New Insights into the Pathogenesis and Prevention of Acute Coronary Syndromes

Abstract

Several recent studies have shown that 60–0% of coronary occlusions that cause acute coronary syndromes (such as unstable angina, myocardial infarction, or sudden ischemic death) evolve from atherosclerotic plaques that are only mildly to moderately obstructive. Numerous studies have demonstrated that coronary thrombosis, the immediate cause of acute coronary syndromes, is a consequence of plaque disruption. Most thrombotic events are related to deep plaque fissure, while superficial plaque erosion is the cause in a significant minority of cases. Thus, the mechanisms by which stable coronary artery disease (CAD) evolves into an unstable and potentially lethal acute coronary syndrome are related to plaque disruption and thrombosis. The vulnerability of a plaque to disruption appears to be determined by the presence of a large lipid-rich core, a thin fibrous cap, and an inflammatory cellular infiltrate, rather than by the size of the plaque or the severity of stenosis caused by a plaque before disruption.
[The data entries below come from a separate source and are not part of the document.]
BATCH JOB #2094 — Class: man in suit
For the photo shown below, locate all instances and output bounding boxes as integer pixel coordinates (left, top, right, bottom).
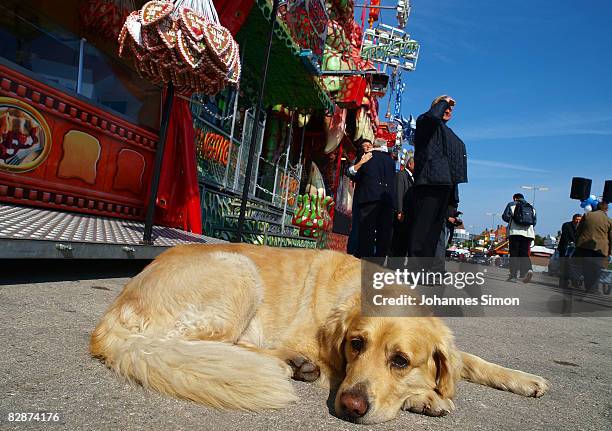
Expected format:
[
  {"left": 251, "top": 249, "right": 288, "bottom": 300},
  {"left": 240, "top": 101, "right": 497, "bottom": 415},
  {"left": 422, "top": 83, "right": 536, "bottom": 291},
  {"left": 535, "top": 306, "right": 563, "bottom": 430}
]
[
  {"left": 409, "top": 95, "right": 467, "bottom": 270},
  {"left": 345, "top": 139, "right": 374, "bottom": 257},
  {"left": 353, "top": 143, "right": 395, "bottom": 257},
  {"left": 391, "top": 157, "right": 414, "bottom": 257},
  {"left": 557, "top": 214, "right": 582, "bottom": 289},
  {"left": 573, "top": 202, "right": 612, "bottom": 293}
]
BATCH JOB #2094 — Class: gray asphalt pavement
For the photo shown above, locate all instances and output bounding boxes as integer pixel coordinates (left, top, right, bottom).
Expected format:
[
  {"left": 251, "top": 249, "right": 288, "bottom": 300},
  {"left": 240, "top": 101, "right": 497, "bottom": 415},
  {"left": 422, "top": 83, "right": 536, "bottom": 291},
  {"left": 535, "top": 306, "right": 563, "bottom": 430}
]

In addition to plaque disruption and thrombosis, enhanced vasoconstriction—a characteristic feature of CAD and dyslipidemia—may contribute to the clinical manifestations of CAD. Angiographic studies have demonstrated that risk factor modification produces a disproportionately greater reduction in ischemic clinical events than in anatomic regression of plaque, suggesting “plaque stabilization” may be the major mechanism of such clinical benefit. The relatively rapid attenuation of endothelial-mediated vasomotor dysfunction with the treatment of dyslipidemia lends credence to this concept.